Safety advocates dismiss the council’s approach, arguing that it would leave the FDA’s cosmetics office underfunded and at the mercy of the industry. Today, the only other body monitoring the ingredients used in cosmetics, the industry-funded Cosmetic Ingredient Review, is housed in the same 17th Street Northwest building as the trade association. The FDA has no authority to enforce CIR recommendations.

“I think there has been undue influence on the Office of Cosmetics and Colors from the cosmetics industry since they started regulating cosmetics 70 years ago,” said Janet Nudelman, the policy director of the Breast Cancer Fund, which sponsors the Campaign for Safe Cosmetics, a coalition of 150 organizations representing consumers, salon workers and environmentalists. “It’s such an incestuous relationship.”

Nudelman’s group paid the Raben Group $120,000 in 2011 to handle its legislative agenda, including efforts to promote the Schakowsky measure.

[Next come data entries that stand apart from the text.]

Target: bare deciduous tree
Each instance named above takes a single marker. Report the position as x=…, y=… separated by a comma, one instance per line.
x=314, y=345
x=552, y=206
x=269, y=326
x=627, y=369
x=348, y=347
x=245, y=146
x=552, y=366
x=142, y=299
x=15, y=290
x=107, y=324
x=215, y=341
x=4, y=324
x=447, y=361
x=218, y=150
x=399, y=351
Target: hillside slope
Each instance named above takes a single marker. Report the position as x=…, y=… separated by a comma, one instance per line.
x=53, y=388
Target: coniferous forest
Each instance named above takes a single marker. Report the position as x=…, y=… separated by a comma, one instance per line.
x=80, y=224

In 2006, the FDA concluded that hydroquinone, a chemical found in skin-lightening products, might act as a carcinogen and recommended it be removed from a list of safe ingredients, but it still has not acted on the recommendation, Nudelman noted. In December, the agency reported that the amount of lead found in hundreds of lipsticks was safe — a finding the Campaign for Safe Cosmetics refutes.

The industry is pushing especially hard for a provision that would bar states from pre-empting national regulations. Safety advocates argue that would jeopardize more aggressive state laws such as the one California passed in 2005 that allowed the state’s attorney general to sue Brazilian Blowout, a North Hollywood-based company whose hair-straightening product emits formaldehyde gas.

A spokesman for the cosmetics council noted that formaldehyde is safely used as a preservative in many products such as shampoo.

“Their approach is basically not based on a scientific review of those ingredients. It is based on the conclusion that if there are questions raised about an ingredient, it should be taken out,” Hurson said. “We just fundamentally disagree with that.”